OKLAHOMA CITY — Pau Gasol's hamstring now stretches all the way to Spain . . . sort of.
The Lakers sent the information from Gasol's latest medical test to his personal physician and also his parents, who are in the medical field in Spain. (His mother is a doctor and his father is a hospital administrator.)
The Lakers declined to reveal the results of the MRI exam, citing the need for confirmation from Gasol's chosen recipients, but his strained right hamstring doesn't appear to be bad enough to keep him out much longer.
He went through a "pretty good workout" after the team's Tuesday afternoon shoot-around, Lakers Coach Phil Jackson said.
Gasol will not play tonight against Houston, his fifth consecutive game on the sidelines, but what about Friday against Memphis, his old team?
"We'll see," Jackson said. "We hope he can get a practice in this week."
Jackson typically wants injured players to practice before playing in a game. The Lakers are scheduled to practice Thursday and Saturday this week.
Gasol did some light shooting Tuesday and also worked on his strength and conditioning with Alex McKechnie and Chip Schaefer, members of the Lakers' athletic performance staff.
Earlier this week, the possibility of a slight hamstring tear appeared on a sonogram, a less-detailed test preferred by many European players. Even if the MRI exam confirmed a slight tear, Gasol seemed to be moving forward in his progress Tuesday.
Andrew Bynum had 22 points and 10 rebounds Tuesday in the 101-98 overtime win at Oklahoma City and seemed to please Jackson, maybe, in a way, perhaps.
"He had a 10-rebound game and we like that," Jackson said. "His help defense was better tonight. I'd like to see him block a couple shots that come in there."

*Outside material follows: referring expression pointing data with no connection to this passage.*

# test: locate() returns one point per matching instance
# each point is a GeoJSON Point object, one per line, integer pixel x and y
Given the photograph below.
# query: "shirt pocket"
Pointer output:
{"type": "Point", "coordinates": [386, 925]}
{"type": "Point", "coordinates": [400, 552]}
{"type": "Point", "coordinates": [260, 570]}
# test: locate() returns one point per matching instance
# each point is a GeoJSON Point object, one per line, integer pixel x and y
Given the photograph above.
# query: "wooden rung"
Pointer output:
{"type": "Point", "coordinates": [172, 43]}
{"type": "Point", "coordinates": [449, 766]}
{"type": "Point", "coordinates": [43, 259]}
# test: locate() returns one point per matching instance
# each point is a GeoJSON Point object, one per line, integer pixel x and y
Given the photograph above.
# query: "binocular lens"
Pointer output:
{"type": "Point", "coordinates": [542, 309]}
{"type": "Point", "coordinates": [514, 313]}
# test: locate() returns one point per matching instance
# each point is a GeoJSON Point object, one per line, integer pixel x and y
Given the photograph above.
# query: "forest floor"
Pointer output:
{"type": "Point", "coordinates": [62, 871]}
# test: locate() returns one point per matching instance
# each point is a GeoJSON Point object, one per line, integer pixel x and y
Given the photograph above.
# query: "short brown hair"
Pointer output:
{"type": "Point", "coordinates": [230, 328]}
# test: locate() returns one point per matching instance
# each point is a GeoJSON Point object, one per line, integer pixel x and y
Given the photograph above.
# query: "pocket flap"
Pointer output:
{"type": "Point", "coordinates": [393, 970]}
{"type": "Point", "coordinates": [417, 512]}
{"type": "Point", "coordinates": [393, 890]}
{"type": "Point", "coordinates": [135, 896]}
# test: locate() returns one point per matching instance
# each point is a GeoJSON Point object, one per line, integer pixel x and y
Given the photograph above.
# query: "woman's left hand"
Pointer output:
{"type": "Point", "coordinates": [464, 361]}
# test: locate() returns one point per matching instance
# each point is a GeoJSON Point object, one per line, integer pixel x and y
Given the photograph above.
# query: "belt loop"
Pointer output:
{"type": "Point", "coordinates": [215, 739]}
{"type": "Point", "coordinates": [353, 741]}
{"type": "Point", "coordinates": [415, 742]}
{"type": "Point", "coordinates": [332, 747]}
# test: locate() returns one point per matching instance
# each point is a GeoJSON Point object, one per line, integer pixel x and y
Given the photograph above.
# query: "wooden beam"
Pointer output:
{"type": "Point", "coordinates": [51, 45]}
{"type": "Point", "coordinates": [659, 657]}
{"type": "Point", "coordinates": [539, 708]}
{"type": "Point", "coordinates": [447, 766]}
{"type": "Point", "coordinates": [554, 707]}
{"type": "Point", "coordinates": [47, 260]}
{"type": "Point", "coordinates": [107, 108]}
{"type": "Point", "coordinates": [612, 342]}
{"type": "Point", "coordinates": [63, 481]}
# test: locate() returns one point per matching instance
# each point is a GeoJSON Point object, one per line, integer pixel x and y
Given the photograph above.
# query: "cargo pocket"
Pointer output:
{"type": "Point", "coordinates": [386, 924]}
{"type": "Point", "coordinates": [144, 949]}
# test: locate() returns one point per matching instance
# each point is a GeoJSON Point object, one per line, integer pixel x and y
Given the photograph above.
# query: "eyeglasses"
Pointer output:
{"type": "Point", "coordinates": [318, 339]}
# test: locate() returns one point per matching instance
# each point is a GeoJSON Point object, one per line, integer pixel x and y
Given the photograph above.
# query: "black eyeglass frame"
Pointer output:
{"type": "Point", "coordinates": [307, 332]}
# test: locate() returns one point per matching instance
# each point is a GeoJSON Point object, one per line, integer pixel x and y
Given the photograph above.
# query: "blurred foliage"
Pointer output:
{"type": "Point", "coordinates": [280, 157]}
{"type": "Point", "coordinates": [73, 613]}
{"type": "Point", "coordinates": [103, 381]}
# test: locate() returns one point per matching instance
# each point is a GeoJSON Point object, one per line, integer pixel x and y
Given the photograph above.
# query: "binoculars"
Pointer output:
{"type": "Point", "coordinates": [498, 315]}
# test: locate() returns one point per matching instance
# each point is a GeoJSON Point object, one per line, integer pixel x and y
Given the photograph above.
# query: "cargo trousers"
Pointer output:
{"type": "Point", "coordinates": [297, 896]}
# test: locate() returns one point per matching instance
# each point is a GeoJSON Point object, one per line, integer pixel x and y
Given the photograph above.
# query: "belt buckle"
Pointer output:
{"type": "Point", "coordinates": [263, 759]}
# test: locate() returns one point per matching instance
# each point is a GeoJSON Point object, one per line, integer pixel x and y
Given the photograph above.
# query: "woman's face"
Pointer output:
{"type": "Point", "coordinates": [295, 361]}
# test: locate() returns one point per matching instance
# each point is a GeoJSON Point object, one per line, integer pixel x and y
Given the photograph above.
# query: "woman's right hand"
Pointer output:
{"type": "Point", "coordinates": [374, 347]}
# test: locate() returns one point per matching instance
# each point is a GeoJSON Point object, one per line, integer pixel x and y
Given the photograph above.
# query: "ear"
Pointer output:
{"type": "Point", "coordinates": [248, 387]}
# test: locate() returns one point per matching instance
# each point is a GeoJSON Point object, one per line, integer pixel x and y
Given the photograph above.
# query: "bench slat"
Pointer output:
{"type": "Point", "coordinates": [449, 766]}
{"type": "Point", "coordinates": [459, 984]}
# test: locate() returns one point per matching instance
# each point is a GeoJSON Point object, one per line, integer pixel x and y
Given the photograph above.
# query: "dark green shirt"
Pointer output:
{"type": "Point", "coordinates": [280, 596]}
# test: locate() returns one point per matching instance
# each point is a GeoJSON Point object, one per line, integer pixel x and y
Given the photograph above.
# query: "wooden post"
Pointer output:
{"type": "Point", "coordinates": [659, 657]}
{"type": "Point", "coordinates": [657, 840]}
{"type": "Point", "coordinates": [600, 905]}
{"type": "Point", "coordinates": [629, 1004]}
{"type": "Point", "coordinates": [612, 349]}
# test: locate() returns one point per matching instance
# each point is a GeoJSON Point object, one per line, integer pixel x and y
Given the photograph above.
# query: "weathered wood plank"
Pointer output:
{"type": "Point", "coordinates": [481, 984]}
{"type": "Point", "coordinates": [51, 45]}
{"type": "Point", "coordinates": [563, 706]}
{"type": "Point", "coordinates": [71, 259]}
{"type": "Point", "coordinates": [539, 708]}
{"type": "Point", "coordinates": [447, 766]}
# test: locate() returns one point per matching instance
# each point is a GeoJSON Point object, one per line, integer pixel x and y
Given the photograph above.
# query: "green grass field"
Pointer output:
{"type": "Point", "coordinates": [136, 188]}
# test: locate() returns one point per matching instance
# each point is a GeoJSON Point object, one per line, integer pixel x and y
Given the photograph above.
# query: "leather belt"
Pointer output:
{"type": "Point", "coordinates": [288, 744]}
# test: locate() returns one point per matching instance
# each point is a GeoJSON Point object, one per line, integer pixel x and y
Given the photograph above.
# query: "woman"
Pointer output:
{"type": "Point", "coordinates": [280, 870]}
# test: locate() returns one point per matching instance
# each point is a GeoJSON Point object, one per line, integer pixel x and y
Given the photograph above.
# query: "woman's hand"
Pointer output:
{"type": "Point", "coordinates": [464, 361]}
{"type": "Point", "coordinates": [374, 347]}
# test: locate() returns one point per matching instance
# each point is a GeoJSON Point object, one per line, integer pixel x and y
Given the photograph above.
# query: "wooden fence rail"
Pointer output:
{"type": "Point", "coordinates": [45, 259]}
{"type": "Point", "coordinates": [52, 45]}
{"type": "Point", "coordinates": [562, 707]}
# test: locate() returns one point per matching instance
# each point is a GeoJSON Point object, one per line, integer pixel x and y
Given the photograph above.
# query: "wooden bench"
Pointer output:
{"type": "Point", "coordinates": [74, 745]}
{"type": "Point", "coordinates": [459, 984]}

Bynum actually blocked a big one down the stretch, getting a piece of Kevin Durant's 17-footer with 23.9 seconds left in overtime and the Lakers ahead, 99-98.
But Bynum was not credited with a blocked shot by the official scorer and finished with none in the final box score.
"Of course not," Bynum said with a shrug. "I never get my stats."
Retirement hits home for Walton
Bill Walton will no longer work as a TV analyst because of a bad back, which surprised his son.
"I know how much he loved it, so it's got to be really hard for him," forward Luke Walton said.
The younger Walton was an occasional target of his father's criticism when the elder Walton worked a Lakers game.
"People know he is always going to say what he thinks and sees, and not say the PC thing to say," Luke Walton said.